Horror Novelists Discuss the Most Terrifying Stories They have Ever Read

Andrew Michael Hurley

The Summer People by a master of suspense

I encountered this story long ago and it has haunted me ever since. The titular seasonal visitors turn out to be a couple urban dwellers, who lease an identical off-grid rural cabin annually. This time, rather than going back home, they decide to prolong their stay a few more weeks – an action that appears to unsettle each resident in the adjacent village. All pass on a similar vague warning that not a soul has lingered at the lake beyond Labor Day. Even so, the Allisons are resolved to remain, and that is the moment things start to become stranger. The person who delivers fuel refuses to sell to them. No one will deliver food to the cottage, and when the family attempt to go to the village, their vehicle fails to start. A storm gathers, the power of their radio fade, and with the arrival of dusk, “the aged individuals crowded closely within their rental and anticipated”. What could be they expecting? What might the residents understand? Each occasion I peruse Jackson’s chilling and thought-provoking tale, I’m reminded that the finest fright originates in the unspoken.

Mariana Enríquez

Ringing the Changes by a noted author

In this concise narrative two people travel to a typical seaside town where bells ring constantly, an incessant ringing that is bothersome and puzzling. The initial extremely terrifying moment takes place after dark, at the time they decide to walk around and they can’t find the ocean. The beach is there, the scent exists of decaying seafood and seawater, surf is audible, but the water appears spectral, or something else and even more alarming. It’s just profoundly ominous and every time I travel to the shore at night I remember this narrative that destroyed the beach in the evening for me – favorably.
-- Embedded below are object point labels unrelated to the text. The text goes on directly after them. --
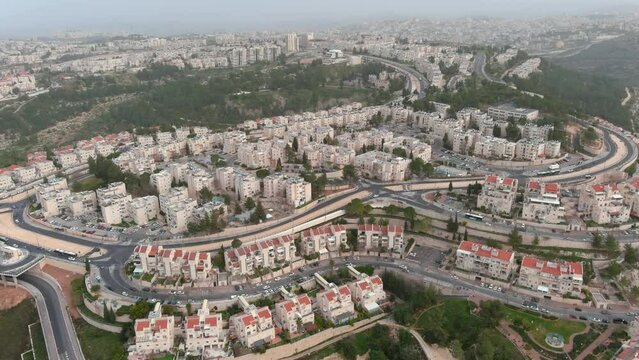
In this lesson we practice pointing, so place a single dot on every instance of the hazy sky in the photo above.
(41, 17)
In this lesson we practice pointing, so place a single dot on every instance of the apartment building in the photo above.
(53, 202)
(204, 333)
(113, 201)
(497, 194)
(630, 192)
(254, 327)
(542, 203)
(45, 168)
(143, 209)
(532, 131)
(530, 149)
(382, 166)
(603, 204)
(274, 186)
(561, 277)
(82, 203)
(6, 182)
(484, 260)
(336, 305)
(254, 155)
(154, 334)
(294, 312)
(298, 191)
(225, 178)
(193, 265)
(390, 237)
(161, 182)
(493, 148)
(197, 180)
(178, 215)
(246, 185)
(507, 111)
(320, 239)
(367, 291)
(53, 196)
(25, 175)
(50, 185)
(265, 253)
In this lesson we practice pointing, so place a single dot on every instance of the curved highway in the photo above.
(66, 340)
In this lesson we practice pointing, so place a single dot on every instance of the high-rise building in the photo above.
(292, 43)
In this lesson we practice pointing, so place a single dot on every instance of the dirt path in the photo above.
(571, 342)
(627, 98)
(8, 228)
(65, 131)
(10, 296)
(518, 341)
(64, 278)
(603, 337)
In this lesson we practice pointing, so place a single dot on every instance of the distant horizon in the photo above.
(169, 18)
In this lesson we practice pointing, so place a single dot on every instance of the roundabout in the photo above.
(555, 340)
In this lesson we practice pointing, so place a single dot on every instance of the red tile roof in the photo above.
(192, 321)
(248, 320)
(534, 185)
(153, 250)
(485, 251)
(142, 324)
(553, 268)
(304, 299)
(161, 324)
(264, 313)
(211, 320)
(552, 188)
(288, 305)
(329, 295)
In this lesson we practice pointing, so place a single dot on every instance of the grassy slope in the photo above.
(457, 315)
(99, 344)
(617, 58)
(14, 329)
(540, 327)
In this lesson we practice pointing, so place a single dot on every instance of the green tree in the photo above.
(597, 241)
(612, 245)
(456, 349)
(401, 152)
(249, 204)
(447, 145)
(205, 195)
(492, 312)
(410, 214)
(629, 254)
(357, 208)
(630, 170)
(485, 349)
(513, 133)
(496, 131)
(514, 238)
(536, 240)
(262, 173)
(349, 173)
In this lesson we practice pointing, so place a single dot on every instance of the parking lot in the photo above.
(426, 255)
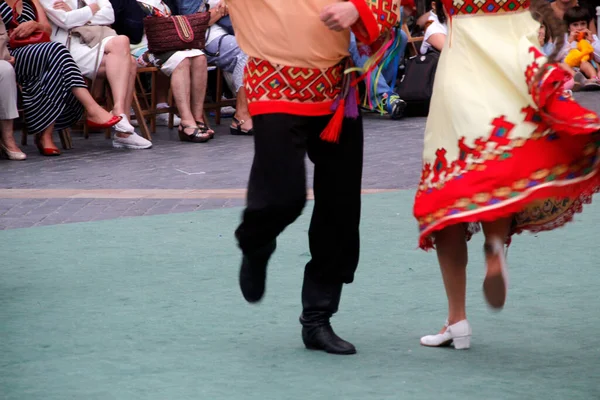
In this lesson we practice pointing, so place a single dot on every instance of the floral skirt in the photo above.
(497, 144)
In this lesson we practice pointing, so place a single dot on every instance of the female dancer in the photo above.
(504, 147)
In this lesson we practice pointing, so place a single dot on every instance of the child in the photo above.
(577, 21)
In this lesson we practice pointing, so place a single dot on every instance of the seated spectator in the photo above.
(8, 101)
(548, 48)
(129, 18)
(53, 90)
(223, 51)
(188, 70)
(109, 58)
(388, 99)
(577, 20)
(436, 29)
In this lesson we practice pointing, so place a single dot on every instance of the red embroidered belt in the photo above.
(273, 88)
(471, 7)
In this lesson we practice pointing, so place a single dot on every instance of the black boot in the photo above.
(253, 272)
(319, 302)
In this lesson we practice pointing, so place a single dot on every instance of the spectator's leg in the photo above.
(232, 59)
(119, 69)
(199, 81)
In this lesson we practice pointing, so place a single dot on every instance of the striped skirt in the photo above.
(47, 74)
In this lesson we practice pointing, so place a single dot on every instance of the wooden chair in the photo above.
(148, 102)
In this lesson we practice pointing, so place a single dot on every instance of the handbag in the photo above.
(37, 36)
(225, 23)
(416, 85)
(177, 32)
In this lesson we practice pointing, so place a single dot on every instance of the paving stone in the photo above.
(392, 160)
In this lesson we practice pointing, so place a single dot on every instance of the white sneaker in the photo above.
(132, 141)
(458, 334)
(123, 125)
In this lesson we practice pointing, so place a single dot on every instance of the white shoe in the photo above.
(123, 125)
(458, 334)
(132, 141)
(495, 285)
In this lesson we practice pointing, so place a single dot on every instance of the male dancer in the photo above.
(294, 79)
The recent spouses – the woman is adolescent, he’s not – head back to their lodging and learn why the bells ring, during a prolonged scene of confinement, necro-orgy and mortality and youth encounters grim ballet bedlam. It’s an unnerving contemplation regarding craving and decline, two people maturing in tandem as a couple, the bond and brutality and affection in matrimony.
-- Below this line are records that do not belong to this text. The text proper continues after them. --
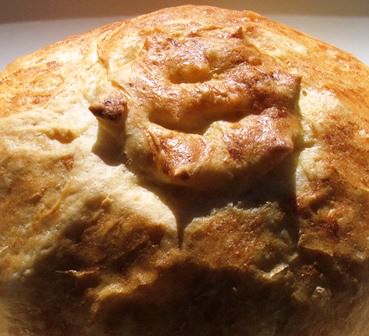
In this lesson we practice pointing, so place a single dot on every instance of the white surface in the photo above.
(348, 33)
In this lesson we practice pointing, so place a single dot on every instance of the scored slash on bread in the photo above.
(193, 171)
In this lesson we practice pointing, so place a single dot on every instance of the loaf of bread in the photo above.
(191, 172)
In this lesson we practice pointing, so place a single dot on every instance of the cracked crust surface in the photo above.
(194, 171)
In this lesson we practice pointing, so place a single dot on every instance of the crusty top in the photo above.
(154, 159)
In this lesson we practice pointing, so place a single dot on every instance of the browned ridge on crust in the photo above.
(194, 171)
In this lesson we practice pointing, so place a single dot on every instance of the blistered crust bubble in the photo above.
(205, 108)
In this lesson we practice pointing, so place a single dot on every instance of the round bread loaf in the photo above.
(194, 171)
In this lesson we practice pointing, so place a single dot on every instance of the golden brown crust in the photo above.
(194, 171)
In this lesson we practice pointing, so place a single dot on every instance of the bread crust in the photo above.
(193, 171)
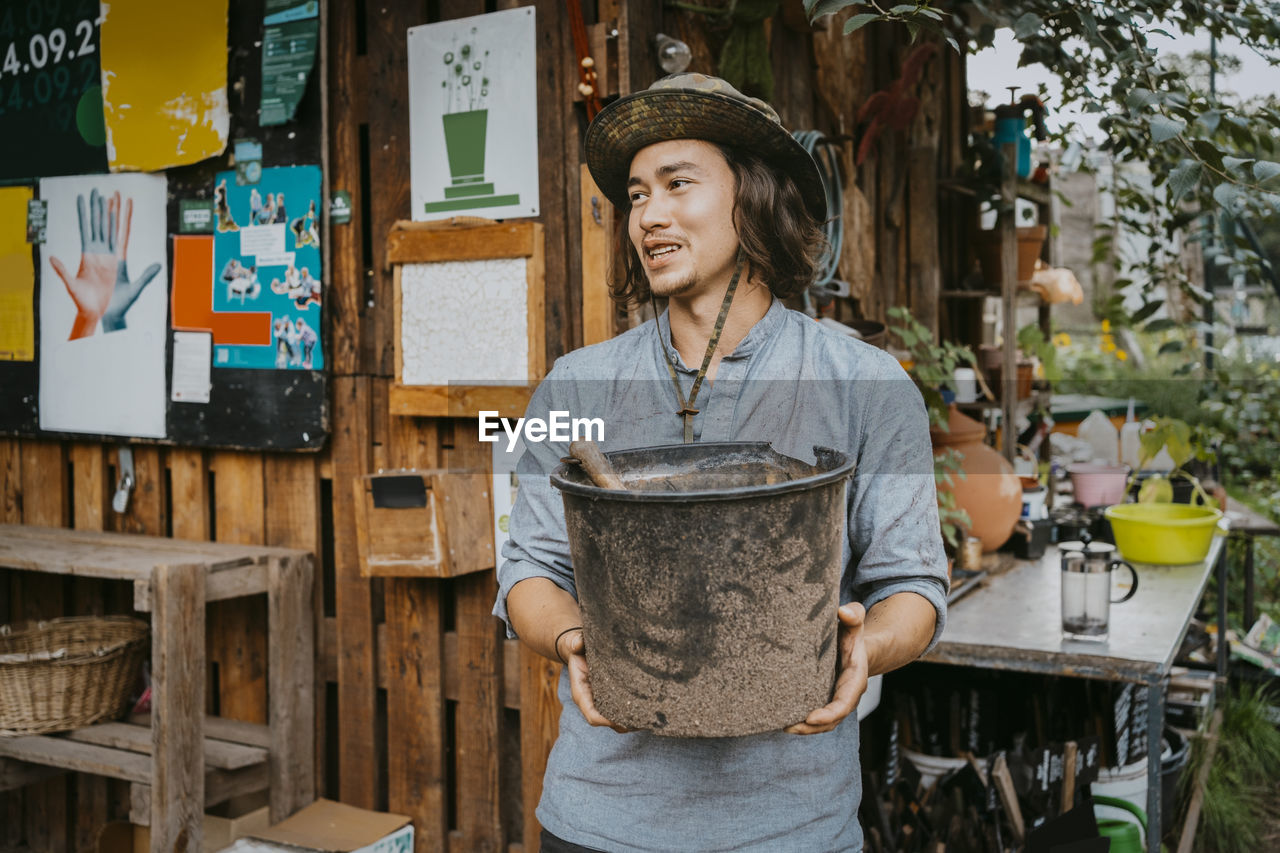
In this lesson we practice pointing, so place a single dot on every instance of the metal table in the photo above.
(1014, 623)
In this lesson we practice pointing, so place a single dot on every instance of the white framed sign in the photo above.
(474, 117)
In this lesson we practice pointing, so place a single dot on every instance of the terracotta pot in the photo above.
(1031, 240)
(990, 492)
Not only the scariest, but perhaps one of the best concise narratives out there, and a beloved choice. I read it in Spanish, in the debut release of this author’s works to be published in Argentina a decade ago.

A Prominent Novelist

A Dark Novel from Joyce Carol Oates

I perused this narrative beside the swimming area in France a few years ago. Despite the sunshine I experienced cold creep over me. Additionally, I sensed the excitement of excitement. I was writing a new project, and I faced a block. I wasn’t sure if it was possible an effective approach to write some of the fearful things the story includes. Reading Zombie, I realized that there was a way.

Published in 1995, the book is a dark flight within the psyche of a murderer, the main character, modeled after an infamous individual, the criminal who murdered and dismembered 17 young men and boys in a city between 1978 and 1991. Infamously, Dahmer was obsessed with producing a submissive individual who would never leave by his side and attempted numerous horrific efforts to accomplish it.
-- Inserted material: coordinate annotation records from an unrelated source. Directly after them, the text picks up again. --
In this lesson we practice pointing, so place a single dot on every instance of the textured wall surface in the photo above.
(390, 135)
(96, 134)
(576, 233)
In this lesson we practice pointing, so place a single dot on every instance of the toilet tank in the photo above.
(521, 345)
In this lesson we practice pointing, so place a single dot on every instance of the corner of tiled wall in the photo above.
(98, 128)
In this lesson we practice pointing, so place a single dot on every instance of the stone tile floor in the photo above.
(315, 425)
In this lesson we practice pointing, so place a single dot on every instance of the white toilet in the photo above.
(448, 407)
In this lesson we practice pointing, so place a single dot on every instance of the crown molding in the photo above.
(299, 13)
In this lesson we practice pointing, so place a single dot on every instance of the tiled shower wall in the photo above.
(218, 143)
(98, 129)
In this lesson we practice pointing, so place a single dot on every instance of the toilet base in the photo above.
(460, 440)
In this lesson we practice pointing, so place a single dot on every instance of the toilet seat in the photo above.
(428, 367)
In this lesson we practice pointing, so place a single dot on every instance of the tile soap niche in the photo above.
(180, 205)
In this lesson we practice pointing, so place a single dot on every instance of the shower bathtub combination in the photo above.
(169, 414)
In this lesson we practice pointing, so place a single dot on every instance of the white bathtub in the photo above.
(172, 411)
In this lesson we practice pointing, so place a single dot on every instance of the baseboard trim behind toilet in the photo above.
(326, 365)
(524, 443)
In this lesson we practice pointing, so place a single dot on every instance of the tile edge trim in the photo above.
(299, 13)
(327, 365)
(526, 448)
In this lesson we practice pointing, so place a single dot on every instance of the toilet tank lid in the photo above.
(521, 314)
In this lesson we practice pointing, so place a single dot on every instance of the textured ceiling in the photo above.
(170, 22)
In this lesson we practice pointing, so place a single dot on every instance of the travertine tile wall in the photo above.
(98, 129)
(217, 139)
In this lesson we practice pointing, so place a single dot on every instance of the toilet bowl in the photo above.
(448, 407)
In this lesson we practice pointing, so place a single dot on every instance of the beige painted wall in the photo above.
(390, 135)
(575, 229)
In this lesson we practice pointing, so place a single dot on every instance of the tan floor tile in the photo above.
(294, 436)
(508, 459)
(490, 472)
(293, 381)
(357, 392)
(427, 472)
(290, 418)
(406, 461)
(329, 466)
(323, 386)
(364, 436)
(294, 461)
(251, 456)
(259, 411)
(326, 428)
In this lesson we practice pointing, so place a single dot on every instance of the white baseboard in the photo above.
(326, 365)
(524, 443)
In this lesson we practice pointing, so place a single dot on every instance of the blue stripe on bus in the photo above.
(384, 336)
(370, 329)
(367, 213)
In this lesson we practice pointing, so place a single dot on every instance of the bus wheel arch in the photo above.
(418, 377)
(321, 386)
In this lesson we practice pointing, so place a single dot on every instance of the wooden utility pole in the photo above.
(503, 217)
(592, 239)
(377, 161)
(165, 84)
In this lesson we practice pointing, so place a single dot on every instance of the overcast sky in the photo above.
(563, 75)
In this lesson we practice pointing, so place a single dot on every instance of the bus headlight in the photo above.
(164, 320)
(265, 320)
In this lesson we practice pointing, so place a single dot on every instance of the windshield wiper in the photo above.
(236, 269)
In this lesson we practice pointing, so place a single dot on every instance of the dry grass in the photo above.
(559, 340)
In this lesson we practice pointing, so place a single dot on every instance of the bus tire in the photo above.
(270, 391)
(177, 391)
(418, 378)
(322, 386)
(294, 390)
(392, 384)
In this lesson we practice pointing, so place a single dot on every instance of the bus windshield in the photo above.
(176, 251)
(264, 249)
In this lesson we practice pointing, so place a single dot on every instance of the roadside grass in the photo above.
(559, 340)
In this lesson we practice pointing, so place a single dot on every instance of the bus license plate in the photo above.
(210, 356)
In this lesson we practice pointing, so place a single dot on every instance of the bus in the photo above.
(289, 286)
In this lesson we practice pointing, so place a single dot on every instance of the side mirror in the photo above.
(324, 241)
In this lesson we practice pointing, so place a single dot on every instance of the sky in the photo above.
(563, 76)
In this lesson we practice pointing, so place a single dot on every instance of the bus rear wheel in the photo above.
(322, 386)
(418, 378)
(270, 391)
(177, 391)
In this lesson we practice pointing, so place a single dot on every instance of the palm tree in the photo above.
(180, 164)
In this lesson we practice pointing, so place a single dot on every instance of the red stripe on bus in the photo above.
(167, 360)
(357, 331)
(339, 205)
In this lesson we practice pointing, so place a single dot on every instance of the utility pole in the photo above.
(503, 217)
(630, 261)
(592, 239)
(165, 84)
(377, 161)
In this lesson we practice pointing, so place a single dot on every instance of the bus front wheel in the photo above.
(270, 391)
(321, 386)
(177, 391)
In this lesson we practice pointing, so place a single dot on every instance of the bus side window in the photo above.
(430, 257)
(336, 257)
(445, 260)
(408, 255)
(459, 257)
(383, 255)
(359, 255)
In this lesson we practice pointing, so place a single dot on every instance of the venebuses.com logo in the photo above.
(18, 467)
The deeds the novel describes are appalling, but just as scary is the psychological persuasiveness. Quentin P’s dreadful, shattered existence is plainly told using minimal words, details omitted. The reader is immersed trapped in his consciousness, forced to witness ideas and deeds that horrify. The strangeness of his thinking feels like a bodily jolt – or being stranded on a desolate planet. Entering Zombie is not just reading but a complete immersion. You are absorbed completely.

Daisy Johnson

White Is for Witching by a gifted writer

In my early years, I was a somnambulist and eventually began experiencing nightmares. At one point, the horror featured a dream in which I was confined in a box and, when I woke up, I realized that I had removed a piece from the window, trying to get out. That house was falling apart; during heavy rain the downstairs hall flooded, insect eggs dropped from above onto the bed, and once a big rodent scaled the curtains in that space.

Once a companion handed me this author’s book, I was no longer living in my childhood residence, but the narrative of the house perched on the cliffs appeared known in my view, longing at that time. It is a novel concerning a ghostly loud, sentimental building and a young woman who eats chalk off the rocks. I adored the story so much and came back frequently to the story, consistently uncovering {something

Sarah Taylor
Sarah Taylor

A seasoned gaming journalist with a passion for exploring indie titles and sharing insights on the latest industry trends.